As you can see, I’m not enamoured with the Associated Press’ decision last week to drop the hyphen out of the term e-mail. Generally, I’m all in favour of the modernization of language and I’m by no means a prescriptive grammarian.
But I think the AP – and the majority of my colleagues who support this move – got this one wrong.
What is e-mail? It’s a short form for the term electronic mail. I think some people may have forgotten that in their rush to christen this new word. After all, prior to the Al Gore, there was already a perfectly good system occupying that term “mail.” E-mail was an addition to the lexicon and needed the additional identifier to
differentiate the two.
Now? It’s email. No separation of the electronic from the “mail” — just a new word that’s an abomination to both grammar and phonetics.
Yes, phonetics! Look at that word – email. Now, without your previously established hyphenated biases, read that word aloud. As in, “I was reading my email yesterday.”
Did the “eeee” disappear? If you were being honest with yourself, it probably would have. And how about the syllables? No need for a dramatic pause (now that we’ve exorcised that nasty, not-so-superfluous-now-is-it? hyphen). It’s just uhmail. Or ehmail at best.
No need for a long “eee” any more. It’s all one word.
That hyphen. It was the tie that binds. It was the symbol that gave the “eee” its purpose. Without it, it has been annexed – it’s history now doomed to be forgotten. Years from now, our grandchildren will be looking back at uhmail and the “electronic” will be lost to the cyber mists of time.
Now, some of my cohorts will say, “Yes, but this is akin to dropping the two-word Web site and combining the two into website.” Yes. And I disagree with that too.
Using that logic, why aren’t people talking about dropsites, blastsites, landingsites, digsites, and archeologicalsites? After all, if we can just graft Web onto site in some unholy electronic union…
Oh, sorry, electronic is no longer recognized by the Millennial generation.
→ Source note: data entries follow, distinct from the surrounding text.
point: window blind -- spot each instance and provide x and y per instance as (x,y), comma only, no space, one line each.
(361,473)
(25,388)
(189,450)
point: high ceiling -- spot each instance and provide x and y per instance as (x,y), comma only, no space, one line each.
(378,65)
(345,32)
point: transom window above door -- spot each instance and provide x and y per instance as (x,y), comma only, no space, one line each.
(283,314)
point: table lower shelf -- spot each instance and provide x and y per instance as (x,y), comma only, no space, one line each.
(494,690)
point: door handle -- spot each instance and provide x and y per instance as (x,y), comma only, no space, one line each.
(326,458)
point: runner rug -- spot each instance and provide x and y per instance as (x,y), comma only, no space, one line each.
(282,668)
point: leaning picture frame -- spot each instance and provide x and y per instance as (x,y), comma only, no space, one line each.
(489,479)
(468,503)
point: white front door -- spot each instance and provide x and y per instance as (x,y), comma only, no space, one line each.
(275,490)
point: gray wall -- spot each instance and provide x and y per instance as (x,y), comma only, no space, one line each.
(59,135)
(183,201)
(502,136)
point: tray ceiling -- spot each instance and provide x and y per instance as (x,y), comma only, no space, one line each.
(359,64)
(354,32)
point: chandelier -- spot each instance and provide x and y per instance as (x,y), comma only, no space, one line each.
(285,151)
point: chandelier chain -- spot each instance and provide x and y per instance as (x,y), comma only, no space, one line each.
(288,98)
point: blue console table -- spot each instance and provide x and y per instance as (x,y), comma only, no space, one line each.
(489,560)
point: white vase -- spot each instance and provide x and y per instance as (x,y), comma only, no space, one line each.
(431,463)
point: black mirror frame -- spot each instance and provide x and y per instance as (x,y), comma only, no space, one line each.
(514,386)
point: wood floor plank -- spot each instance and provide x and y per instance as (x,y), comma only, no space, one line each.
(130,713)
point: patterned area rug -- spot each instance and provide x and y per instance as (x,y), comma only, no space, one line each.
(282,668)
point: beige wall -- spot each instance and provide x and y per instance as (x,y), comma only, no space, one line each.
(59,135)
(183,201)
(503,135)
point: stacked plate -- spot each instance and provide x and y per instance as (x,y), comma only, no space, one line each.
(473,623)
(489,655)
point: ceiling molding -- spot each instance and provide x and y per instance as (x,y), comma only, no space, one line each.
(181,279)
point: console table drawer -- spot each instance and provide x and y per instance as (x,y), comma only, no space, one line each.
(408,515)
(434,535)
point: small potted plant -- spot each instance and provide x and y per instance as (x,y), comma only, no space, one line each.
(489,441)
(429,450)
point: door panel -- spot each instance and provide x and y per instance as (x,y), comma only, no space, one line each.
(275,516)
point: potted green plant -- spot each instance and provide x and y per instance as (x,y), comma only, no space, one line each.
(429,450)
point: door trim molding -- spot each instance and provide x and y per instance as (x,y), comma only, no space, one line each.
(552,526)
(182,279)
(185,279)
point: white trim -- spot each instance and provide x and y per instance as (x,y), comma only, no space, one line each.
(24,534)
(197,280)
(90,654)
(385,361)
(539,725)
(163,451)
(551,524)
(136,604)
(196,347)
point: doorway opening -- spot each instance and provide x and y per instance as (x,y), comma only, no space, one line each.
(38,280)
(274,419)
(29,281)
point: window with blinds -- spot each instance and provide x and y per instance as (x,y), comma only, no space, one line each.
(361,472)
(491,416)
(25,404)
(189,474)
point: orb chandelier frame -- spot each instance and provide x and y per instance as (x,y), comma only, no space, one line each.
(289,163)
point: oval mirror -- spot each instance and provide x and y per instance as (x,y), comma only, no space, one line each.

We’ll just call it an unholy uhunion.
I’m all in favour of changing up the language when and where it warrants. But just as there was no need to add refudiate to the dictionary simply because of Sarah Palin’s bastardization of repudiate and refute, the poor hyphen in e-mail simply did not need to be cast aside so callously.
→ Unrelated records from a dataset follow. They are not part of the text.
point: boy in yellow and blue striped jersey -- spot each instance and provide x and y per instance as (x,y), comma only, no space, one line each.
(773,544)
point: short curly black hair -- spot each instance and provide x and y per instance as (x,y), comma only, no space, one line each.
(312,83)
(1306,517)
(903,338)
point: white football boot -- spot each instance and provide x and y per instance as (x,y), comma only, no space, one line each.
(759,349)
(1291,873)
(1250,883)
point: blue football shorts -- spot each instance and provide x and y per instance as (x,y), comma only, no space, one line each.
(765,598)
Unlike Ms. Palin’s speechwriter, the hyphen served a purpose. It added value to the word and helped with its pacing and delivery. It placed the one letter preceding it and the four letters that followed it into proper context.
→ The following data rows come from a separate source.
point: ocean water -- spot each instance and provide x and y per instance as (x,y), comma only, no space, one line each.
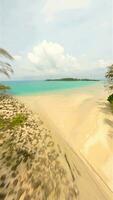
(37,87)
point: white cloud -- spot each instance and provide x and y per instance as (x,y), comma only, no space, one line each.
(17,57)
(49,58)
(103,63)
(52,7)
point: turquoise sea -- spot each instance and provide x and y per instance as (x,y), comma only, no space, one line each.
(36,87)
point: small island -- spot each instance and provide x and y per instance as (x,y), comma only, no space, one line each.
(71,79)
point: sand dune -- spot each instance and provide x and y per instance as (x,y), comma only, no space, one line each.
(81,118)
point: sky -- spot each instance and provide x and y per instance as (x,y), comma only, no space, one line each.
(57,38)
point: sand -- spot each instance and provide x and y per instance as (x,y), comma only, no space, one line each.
(82,120)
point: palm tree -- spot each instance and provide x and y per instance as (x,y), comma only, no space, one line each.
(109,76)
(5,67)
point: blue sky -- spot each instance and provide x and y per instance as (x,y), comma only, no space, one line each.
(55,38)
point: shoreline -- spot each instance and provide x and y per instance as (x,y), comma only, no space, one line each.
(84,101)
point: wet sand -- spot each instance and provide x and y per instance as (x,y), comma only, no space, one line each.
(82,119)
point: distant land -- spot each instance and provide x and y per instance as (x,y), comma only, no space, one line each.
(71,79)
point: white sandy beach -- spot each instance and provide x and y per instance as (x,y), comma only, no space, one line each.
(82,119)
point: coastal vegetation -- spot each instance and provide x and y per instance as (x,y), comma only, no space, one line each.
(5,68)
(109,76)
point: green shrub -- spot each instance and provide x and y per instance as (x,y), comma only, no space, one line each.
(18,120)
(4,88)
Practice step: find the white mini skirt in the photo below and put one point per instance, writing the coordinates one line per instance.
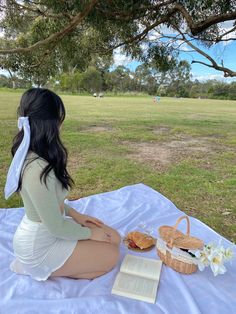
(38, 253)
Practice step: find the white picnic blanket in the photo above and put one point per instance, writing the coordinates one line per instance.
(123, 209)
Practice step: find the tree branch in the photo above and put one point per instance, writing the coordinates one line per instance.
(199, 27)
(75, 21)
(143, 34)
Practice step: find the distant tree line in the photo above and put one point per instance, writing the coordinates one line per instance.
(144, 80)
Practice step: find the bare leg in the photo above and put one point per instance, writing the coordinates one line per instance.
(89, 259)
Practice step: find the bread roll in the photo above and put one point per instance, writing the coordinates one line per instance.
(142, 240)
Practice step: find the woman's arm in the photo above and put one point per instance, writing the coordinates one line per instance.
(81, 218)
(72, 213)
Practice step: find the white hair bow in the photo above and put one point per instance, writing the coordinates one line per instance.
(18, 159)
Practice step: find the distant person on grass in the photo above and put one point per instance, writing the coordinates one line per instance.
(46, 244)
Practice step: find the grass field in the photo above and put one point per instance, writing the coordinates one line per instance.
(183, 148)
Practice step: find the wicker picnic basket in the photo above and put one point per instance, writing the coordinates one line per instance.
(172, 247)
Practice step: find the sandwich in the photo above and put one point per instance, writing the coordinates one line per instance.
(139, 240)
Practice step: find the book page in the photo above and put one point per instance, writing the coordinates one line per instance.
(138, 288)
(141, 266)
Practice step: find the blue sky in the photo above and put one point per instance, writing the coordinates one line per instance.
(225, 51)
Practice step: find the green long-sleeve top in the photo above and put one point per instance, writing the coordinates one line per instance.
(44, 204)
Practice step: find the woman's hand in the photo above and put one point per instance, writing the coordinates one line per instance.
(85, 220)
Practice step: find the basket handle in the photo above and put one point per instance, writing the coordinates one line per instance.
(175, 227)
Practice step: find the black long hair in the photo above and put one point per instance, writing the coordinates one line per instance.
(46, 113)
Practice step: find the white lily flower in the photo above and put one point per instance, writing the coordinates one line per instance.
(228, 254)
(202, 259)
(216, 262)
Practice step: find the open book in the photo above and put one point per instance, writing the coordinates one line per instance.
(138, 278)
Now, it joins the Vic 20 and the Dancing Baby of Ally McBeal fame in the scrap heap of technological progress.
It will be a sad day when spell checkers catch up and automatically correct my “slips” of the finger, removing that added hyphen. I may be alone on this one, but I, for one, lament its loss.
I, for one, completely agree with you.
I found out about the change this morning via Twitter — one of my followers excitedly posted the link, apparently very happy. It was not a great start to my day. I instantly knew that it would take me months to drop the habit. Every day, I see people typing e-mail without the hyphen. Sometimes I say something, sometimes I don’t.
The unusual pronunciation was one of my first thoughts. It’s e-mail. There’s a separation — a distinction. I think I’ll probably just start calling it “mail” and let people figure it out based on context.